The LSU lakes are sick. They’re slowly filling with harmful nutrients and sediment, without an effective way to drain.

“If we do nothing, they will become the swamps that they were,” says landscape architect Jeffrey Carbo. With funding provided by the Baton Rouge Area Foundation (BRAF), Carbo's firm, Jeffrey Carbo Landscape Architects, helped create the Lakes Master Plan.

Their solution is to dredge. But not everyone likes that plan.

“The problem with dredging is the cost is very high,” says LSU hydrology professor Dr. Jun Xu. “The other problem is dredging cannot be sustainable.”

Xu says dredging will help, but he doesn’t think it addresses the root of the problem. Which, he says, is the dam along Stanford Avenue. That’s what created the lakes in the first place, and that’s what’s trapping all the unwanted nutrients and sediment. Xu has a plan that he says would be both cheaper and more effective.

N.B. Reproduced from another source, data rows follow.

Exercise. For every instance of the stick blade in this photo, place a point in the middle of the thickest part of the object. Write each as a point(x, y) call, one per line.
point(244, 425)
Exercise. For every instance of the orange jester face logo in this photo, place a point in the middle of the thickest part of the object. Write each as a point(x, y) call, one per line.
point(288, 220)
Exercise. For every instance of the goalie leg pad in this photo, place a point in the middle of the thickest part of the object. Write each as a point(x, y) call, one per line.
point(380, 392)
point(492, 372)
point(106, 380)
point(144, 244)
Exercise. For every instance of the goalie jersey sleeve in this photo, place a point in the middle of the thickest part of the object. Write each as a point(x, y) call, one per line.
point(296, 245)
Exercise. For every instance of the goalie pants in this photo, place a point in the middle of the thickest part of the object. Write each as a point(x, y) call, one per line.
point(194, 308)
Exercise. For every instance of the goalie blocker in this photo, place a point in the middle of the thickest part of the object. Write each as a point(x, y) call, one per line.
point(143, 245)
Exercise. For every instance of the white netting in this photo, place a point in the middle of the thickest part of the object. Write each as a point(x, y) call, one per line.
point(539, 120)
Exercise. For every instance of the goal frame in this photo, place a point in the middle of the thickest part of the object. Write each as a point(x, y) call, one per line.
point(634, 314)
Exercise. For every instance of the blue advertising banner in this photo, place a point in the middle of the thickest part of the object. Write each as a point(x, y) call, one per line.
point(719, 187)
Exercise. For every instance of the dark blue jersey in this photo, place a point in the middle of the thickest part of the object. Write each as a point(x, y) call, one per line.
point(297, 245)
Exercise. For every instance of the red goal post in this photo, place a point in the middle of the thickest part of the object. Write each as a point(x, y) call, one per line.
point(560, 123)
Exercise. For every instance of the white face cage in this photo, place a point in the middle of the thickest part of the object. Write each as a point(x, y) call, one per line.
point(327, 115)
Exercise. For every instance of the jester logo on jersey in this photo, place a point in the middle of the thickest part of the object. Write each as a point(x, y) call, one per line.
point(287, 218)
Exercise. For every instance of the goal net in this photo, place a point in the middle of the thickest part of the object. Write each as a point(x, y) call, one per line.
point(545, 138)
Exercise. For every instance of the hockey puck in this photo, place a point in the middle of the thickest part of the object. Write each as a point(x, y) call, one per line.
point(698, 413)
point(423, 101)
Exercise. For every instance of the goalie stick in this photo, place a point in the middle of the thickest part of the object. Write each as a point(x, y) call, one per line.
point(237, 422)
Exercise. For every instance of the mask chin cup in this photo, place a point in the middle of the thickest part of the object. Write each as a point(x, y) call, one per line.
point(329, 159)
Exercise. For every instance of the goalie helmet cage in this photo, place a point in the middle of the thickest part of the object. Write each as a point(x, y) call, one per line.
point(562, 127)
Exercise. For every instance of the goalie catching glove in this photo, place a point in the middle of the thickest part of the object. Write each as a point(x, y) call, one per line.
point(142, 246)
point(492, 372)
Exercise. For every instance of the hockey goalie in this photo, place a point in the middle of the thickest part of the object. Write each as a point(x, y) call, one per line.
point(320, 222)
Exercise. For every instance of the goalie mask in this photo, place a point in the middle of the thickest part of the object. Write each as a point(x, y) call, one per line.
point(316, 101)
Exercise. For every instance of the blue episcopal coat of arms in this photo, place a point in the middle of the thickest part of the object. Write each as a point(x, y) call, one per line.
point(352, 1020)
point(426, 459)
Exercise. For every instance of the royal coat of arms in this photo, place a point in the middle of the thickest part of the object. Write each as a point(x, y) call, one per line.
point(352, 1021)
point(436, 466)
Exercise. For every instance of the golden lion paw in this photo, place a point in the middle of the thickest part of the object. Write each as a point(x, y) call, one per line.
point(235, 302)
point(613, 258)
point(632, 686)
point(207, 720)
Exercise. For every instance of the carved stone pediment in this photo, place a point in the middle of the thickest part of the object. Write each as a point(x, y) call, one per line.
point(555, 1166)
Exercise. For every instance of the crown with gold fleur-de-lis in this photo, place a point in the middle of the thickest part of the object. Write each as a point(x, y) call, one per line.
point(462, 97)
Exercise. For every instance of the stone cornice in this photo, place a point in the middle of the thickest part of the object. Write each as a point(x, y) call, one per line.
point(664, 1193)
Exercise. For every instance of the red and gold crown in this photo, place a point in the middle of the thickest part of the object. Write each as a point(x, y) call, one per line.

“I came to the idea that we need to create a sluice gate,” he says.

A sluice gate is like a dam that can be lifted up, which allows all that sediment to flush out the bottom. Xu says that rather than dredging the lakes every couple of decades, as has been the practice, a few flushes each year should be enough to improve the water quality and keep them from getting any shallower.

He estimates a sluice gate would cost about $1 million – less than the predicted $20 million for dredging.

Carbo doesn’t think a sluice gate will be enough to rectify the situation by itself.

Though “that would help improve the water quality to some degree,” he says, “it’s not gonna fix the shallow lakes.”

But Carbo says it’s not entirely off the table.

“There’s a possibility that that’s part of the equation,” he says. “The sluice gates could help maintain what we create with dredging.”

Carbo says whether or where a sluice gate might be built won’t be decided until the first engineering documents are drafted. And they don’t have a timeline for that just yet.